Ce programme s'inscrit dans le quatrième pôle de recherche du Centre Marc Bloch, "Pensées critiques au pluriel. Approches conceptuelles de la recherche en sciences sociales". Tout en enseignant les grandes figures que je connais de l'histoire des sciences sociales, de Lucien Lévy-Bruhl à Claude Lévi-Strauss, je discute avec d'autres courants de la pensée philosophique, notamment l'école de Francfort sur l'imaginaire des catastrophes et la sociologie du risque sur la réflexivité des sociétés modernes.
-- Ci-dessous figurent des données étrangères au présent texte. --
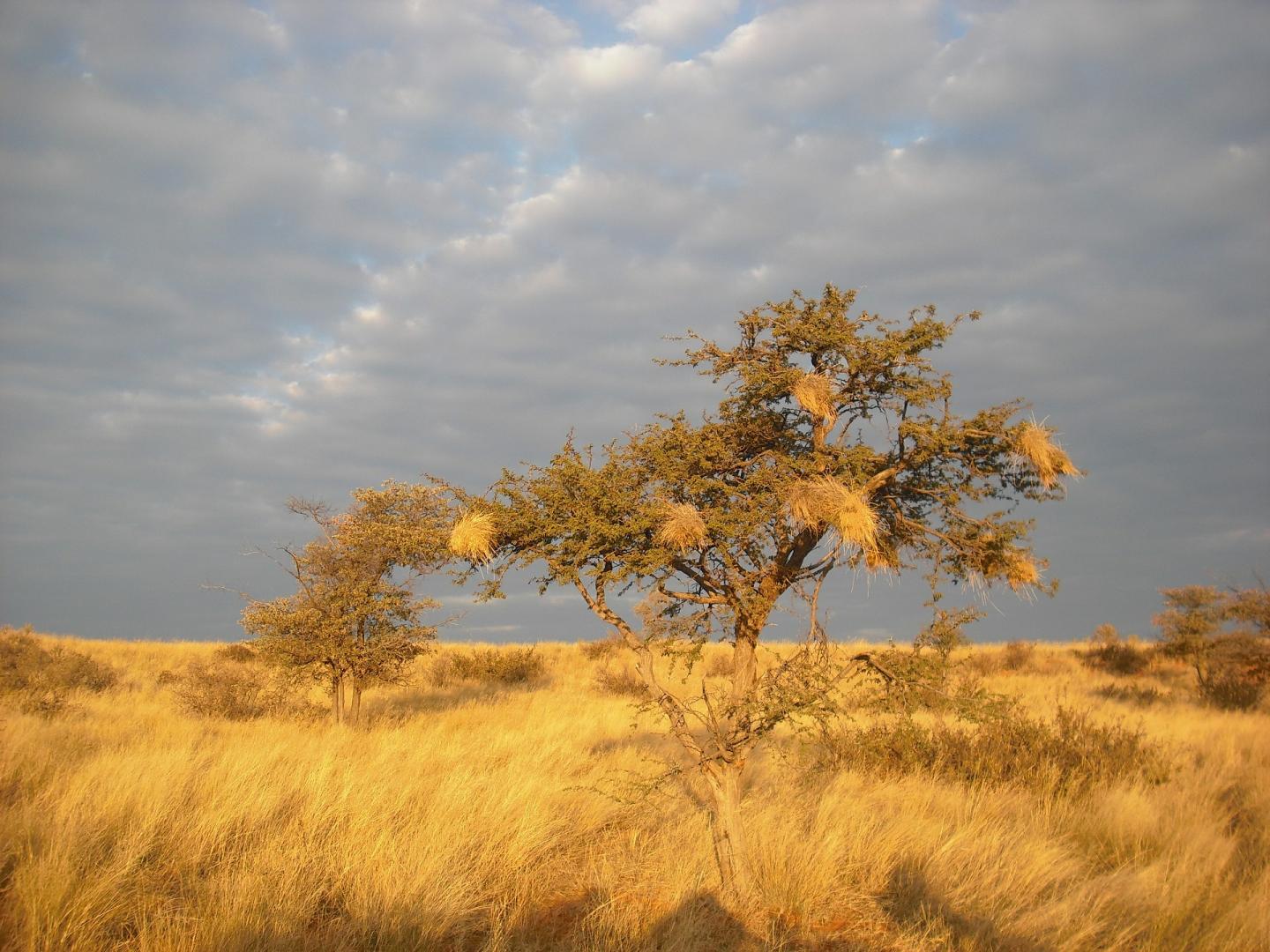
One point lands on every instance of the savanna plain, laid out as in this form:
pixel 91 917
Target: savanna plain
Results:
pixel 185 802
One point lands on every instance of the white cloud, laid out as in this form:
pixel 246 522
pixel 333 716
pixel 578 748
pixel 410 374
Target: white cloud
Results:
pixel 263 256
pixel 669 22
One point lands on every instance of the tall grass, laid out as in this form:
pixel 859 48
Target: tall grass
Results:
pixel 467 816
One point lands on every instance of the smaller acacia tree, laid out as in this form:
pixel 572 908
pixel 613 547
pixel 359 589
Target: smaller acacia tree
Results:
pixel 355 620
pixel 1223 635
pixel 834 444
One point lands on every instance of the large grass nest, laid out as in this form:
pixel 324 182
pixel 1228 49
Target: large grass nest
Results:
pixel 1035 444
pixel 474 537
pixel 1021 571
pixel 826 502
pixel 814 394
pixel 683 527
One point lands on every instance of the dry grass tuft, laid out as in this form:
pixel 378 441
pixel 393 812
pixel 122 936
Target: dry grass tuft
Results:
pixel 1021 571
pixel 1035 443
pixel 814 394
pixel 826 502
pixel 474 537
pixel 683 528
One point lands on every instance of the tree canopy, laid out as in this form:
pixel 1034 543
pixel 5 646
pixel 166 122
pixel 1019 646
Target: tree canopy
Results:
pixel 354 619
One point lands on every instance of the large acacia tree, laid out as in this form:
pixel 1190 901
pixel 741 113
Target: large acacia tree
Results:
pixel 834 444
pixel 354 619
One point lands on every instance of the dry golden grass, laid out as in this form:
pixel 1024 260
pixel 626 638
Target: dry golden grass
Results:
pixel 1035 443
pixel 1021 571
pixel 683 527
pixel 464 818
pixel 825 501
pixel 474 537
pixel 814 394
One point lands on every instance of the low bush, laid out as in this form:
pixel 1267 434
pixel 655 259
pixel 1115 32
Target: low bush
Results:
pixel 1109 654
pixel 1232 691
pixel 1142 695
pixel 719 666
pixel 235 692
pixel 602 649
pixel 1018 655
pixel 620 681
pixel 238 652
pixel 28 666
pixel 501 666
pixel 1067 755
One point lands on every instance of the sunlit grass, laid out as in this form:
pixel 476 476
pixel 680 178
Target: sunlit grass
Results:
pixel 467 816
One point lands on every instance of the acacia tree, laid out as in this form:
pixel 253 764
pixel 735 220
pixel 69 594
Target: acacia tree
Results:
pixel 1223 635
pixel 355 620
pixel 834 444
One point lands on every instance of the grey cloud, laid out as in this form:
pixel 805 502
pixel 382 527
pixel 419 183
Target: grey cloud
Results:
pixel 297 251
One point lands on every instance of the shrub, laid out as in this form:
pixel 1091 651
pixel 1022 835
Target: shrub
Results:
pixel 719 666
pixel 1142 695
pixel 1018 655
pixel 601 649
pixel 1067 755
pixel 1232 692
pixel 505 666
pixel 26 666
pixel 620 681
pixel 234 692
pixel 1108 652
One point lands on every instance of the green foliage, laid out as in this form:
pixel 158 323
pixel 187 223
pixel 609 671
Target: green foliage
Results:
pixel 1067 755
pixel 834 443
pixel 1224 636
pixel 354 616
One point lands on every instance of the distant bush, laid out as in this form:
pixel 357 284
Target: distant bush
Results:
pixel 1142 695
pixel 238 652
pixel 1224 636
pixel 601 649
pixel 26 666
pixel 1067 755
pixel 1018 655
pixel 234 691
pixel 719 666
pixel 1108 652
pixel 1232 692
pixel 502 666
pixel 620 681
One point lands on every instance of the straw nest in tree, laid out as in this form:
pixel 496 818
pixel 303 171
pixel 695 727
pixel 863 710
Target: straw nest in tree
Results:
pixel 826 502
pixel 1035 443
pixel 814 394
pixel 1021 571
pixel 474 537
pixel 683 527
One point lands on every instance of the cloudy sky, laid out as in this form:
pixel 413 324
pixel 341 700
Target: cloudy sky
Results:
pixel 251 250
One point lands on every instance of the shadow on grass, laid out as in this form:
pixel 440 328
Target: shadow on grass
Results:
pixel 911 900
pixel 410 703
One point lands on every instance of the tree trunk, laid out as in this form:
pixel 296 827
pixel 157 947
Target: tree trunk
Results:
pixel 744 661
pixel 723 778
pixel 355 715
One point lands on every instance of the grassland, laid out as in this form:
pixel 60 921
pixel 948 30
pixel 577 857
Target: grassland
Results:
pixel 467 816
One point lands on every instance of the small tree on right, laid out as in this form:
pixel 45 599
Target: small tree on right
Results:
pixel 834 443
pixel 1224 636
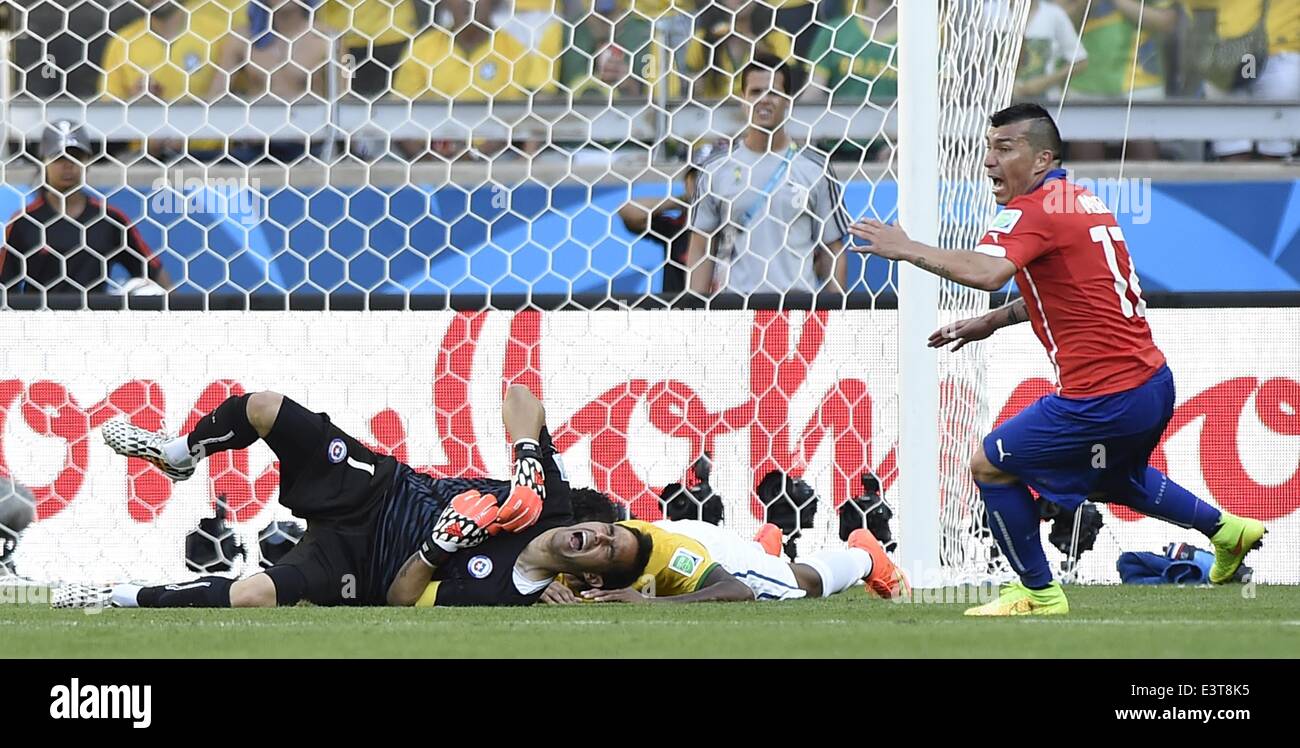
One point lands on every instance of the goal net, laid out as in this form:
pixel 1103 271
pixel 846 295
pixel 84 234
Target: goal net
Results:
pixel 390 210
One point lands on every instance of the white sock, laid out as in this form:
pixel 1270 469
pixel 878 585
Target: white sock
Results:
pixel 177 452
pixel 839 569
pixel 125 595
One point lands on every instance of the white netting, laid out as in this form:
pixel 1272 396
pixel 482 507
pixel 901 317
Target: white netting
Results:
pixel 484 158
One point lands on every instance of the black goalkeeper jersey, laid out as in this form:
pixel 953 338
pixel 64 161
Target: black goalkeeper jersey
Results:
pixel 481 575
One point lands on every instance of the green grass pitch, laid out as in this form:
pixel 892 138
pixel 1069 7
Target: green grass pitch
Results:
pixel 1104 622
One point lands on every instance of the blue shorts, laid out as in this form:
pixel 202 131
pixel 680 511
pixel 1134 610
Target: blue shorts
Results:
pixel 1071 449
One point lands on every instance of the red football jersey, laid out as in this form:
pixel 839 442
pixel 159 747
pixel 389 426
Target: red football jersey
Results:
pixel 1079 285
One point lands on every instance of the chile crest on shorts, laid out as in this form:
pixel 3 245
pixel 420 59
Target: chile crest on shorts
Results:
pixel 480 566
pixel 337 450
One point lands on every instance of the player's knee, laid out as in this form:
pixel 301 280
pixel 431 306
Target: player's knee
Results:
pixel 263 409
pixel 258 591
pixel 520 394
pixel 983 471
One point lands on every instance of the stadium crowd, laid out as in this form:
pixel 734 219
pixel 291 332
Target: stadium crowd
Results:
pixel 839 51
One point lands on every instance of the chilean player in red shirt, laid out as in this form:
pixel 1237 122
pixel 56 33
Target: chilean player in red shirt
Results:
pixel 1114 393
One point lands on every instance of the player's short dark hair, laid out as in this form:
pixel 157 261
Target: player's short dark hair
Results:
pixel 590 505
pixel 765 63
pixel 1043 134
pixel 629 575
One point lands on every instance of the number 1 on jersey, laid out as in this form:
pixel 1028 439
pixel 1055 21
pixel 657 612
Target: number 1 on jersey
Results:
pixel 1108 237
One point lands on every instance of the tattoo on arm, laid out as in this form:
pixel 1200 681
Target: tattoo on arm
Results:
pixel 406 567
pixel 932 268
pixel 1015 312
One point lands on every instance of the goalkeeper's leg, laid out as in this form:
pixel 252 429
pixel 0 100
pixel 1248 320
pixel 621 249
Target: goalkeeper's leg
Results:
pixel 280 584
pixel 238 422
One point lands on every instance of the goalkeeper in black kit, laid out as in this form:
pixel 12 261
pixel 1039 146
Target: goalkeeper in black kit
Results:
pixel 371 518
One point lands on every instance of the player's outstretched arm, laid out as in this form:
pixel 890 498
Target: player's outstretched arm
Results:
pixel 524 418
pixel 978 328
pixel 974 269
pixel 521 414
pixel 719 586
En lisant ces deux auteurs en sciences sociales dans le contexte des crises environnementales de leur époque, je me demander comment l'étude de "la pensée sauvage" a constitué un détour anthropologique pour explorer les possibilités des sentinelles. Je souhaite ouvrir un espace de dialogue avec les études scientifiques et l'histoire environnementale dans l'environnement intellectuel du Centre Marc Bloch à Berlin.
Mon programme d'enseignement sera séparé en trois parties, qui se développeront chronologiquement autour de trois événements principaux de l'histoire des sciences sociales : 1) l'affaire Dreyfus et la question du crime dans la République française, ouvrant sur une alliance spécifique entre sociologie et microbiologie. 2) La guerre froide et la modélisation de la diversité humaine pour anticiper les catastrophes nucléaires. 3) L'émergence de nouvelles maladies infectieuses à la fin de la guerre froide et la mise en place de sentinelles pour se préparer aux pandémies.